Digital goods are difficult to protect. This concerns both copyright and the question of ownership. Right-click, press "save as", and you've created a 1:1 copy - at least with simple images or audio files on the web. Non-fungible tokens are certificates of authenticity for such digital artworks, with which the original is registered on a blockchain, and all purchases and sales using algorithmic orders are documented there. Thus, in the end, there is one traceable original, and all other copies remain copies.
What a blockchain is and how the processes work in the background do not need to be explained or understood at this point - what is important is that with the help of NFTs, you can generate individual items or even a limited number of items, for example for games, and then raffle or sell them. Ownership changes with it, and the new owner can decide what to do with it. So, it can be treated as an investment, perhaps worth x times as much in ten years - or it can be used actively, for example as a weapon or armor in a game.
Value of Virtual Goods
Gamers have long recognized the value of virtual goods, even if they don't provide any in-game benefits at all. Games like "Fortnite" generate millions in profits from cosmetic goods alone. "Halo Infinite," which just entered beta, is free to play in multiplayer for the first time in its 20-year history. Why? Because there is a very large store where you can individualize your character.
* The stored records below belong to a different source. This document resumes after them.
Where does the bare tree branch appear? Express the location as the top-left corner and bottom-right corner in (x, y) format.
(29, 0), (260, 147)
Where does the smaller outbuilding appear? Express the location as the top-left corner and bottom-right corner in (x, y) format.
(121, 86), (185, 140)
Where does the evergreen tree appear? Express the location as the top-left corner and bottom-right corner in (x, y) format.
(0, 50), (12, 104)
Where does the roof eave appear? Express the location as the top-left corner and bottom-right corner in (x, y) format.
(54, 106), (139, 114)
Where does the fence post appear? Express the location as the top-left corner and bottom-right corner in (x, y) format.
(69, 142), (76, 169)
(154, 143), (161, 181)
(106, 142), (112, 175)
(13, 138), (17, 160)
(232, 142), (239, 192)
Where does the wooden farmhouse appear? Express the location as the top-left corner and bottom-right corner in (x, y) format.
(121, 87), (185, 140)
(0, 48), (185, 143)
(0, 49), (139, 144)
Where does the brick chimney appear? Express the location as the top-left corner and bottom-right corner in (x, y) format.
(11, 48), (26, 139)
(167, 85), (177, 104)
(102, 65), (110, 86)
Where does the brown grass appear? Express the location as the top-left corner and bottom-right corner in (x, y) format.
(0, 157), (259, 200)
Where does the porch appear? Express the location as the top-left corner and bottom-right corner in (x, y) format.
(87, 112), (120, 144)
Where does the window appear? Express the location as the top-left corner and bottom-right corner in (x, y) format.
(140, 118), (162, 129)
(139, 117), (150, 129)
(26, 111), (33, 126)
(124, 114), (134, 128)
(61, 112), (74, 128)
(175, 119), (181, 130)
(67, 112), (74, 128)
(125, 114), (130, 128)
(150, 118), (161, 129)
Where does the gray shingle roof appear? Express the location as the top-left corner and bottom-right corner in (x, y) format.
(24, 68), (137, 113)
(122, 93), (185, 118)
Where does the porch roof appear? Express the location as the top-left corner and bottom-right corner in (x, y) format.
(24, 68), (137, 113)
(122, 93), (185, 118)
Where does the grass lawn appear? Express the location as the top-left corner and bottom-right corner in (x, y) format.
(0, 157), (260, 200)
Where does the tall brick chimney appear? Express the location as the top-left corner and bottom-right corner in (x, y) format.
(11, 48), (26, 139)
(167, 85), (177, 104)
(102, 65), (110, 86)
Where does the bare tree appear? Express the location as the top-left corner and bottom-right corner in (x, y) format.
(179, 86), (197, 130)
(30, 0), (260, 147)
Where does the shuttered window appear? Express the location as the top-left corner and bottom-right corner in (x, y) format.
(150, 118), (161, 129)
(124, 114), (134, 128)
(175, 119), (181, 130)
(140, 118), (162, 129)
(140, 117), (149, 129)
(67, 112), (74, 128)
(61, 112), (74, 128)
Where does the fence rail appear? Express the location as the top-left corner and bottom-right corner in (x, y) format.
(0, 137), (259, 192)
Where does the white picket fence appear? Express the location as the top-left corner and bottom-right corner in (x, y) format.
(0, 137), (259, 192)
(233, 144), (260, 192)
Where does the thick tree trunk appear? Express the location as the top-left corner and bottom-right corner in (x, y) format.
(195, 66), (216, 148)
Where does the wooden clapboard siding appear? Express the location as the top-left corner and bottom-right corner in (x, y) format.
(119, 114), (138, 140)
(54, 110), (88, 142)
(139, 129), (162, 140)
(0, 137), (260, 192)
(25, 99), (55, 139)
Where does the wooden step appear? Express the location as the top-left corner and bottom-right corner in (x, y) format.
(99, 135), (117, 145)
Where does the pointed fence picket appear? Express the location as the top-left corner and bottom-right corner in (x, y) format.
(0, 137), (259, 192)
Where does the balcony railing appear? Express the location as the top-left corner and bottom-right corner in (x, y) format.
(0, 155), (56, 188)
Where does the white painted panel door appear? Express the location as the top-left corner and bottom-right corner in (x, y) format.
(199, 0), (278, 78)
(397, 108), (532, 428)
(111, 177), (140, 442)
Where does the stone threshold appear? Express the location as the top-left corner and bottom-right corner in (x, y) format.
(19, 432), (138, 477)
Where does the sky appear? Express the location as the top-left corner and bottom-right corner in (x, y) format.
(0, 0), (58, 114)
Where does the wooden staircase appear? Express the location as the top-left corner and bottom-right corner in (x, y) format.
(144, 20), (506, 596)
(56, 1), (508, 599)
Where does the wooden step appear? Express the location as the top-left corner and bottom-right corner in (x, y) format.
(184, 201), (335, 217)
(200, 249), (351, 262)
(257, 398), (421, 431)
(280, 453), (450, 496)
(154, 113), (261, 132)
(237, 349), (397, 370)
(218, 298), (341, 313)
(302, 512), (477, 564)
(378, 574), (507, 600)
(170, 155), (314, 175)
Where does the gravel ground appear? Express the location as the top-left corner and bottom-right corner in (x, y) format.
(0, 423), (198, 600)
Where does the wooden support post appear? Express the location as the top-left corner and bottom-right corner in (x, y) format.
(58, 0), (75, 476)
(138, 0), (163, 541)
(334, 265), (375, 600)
The concept of virtual embellishment works, as the last few years have proven.
But why should publishers like Electronic Arts or Ubisoft give up revenue that they currently earn from the sale of digital items and game cards? If the item can only be sold or even gamed once, the trade from that point on remains outside the revenue pot from the publisher itself - a minus game, right? That's not quite the case, as experts explain: "For art sold as NFT, artists have fought hard for a percentage of ten percent of the secondary sale price and have sort of defined it as the standard."
Most vendors currently abide by this agreement, even if the legal framework is still lacking. This would mean that EA and all other companies earn on every transfer, even among players themselves, as they are the creator of the NFT.
No Wallet, no Money
The biggest hurdles for the step into the mass market are certainly the current lack of knowledge about the topic and the associated skepticism. But this is only a matter of time, say experts: "On many websites and third-party services, it has long been possible to connect to your existing Google or Facebook account without having to create a new user account there. That's how it will be handled with cryptowallets as well."
Credits for a game can then be drawn from one's own wallet, if the game supports it, or the publishers will find a way to use one account for multiple purposes."In the near future, blockchain will be running in the background, and what we see will look like everything we know so far." The difference, according to them, is simply more transparency for the user.
When CEOs and marketing managers of large corporations talk about NFTs with shining eyes, gamers are allowed to express concerns toward this development. If the forecasts in the background did not speak of more sales, Electronic Arts and others would not want to go down this path. However, earning money is legitimate, after all, the publishers should continue to publish games in the coming years and decades. There are sensible uses for NFTs.
Sensitive data could be better protected in the future. Playable items could be detached from previously centralized environments and players could decide where else to use them. There are a lot of ideas that will be tried out in the next few years. Still, and all experts agree on this, the implementation of NFTs in games will not reach the mainstream. "Blockchain, NFTs, and cryptocurrencies are on everyone's lips at the moment and are already being celebrated as the next big step in Internet technology.”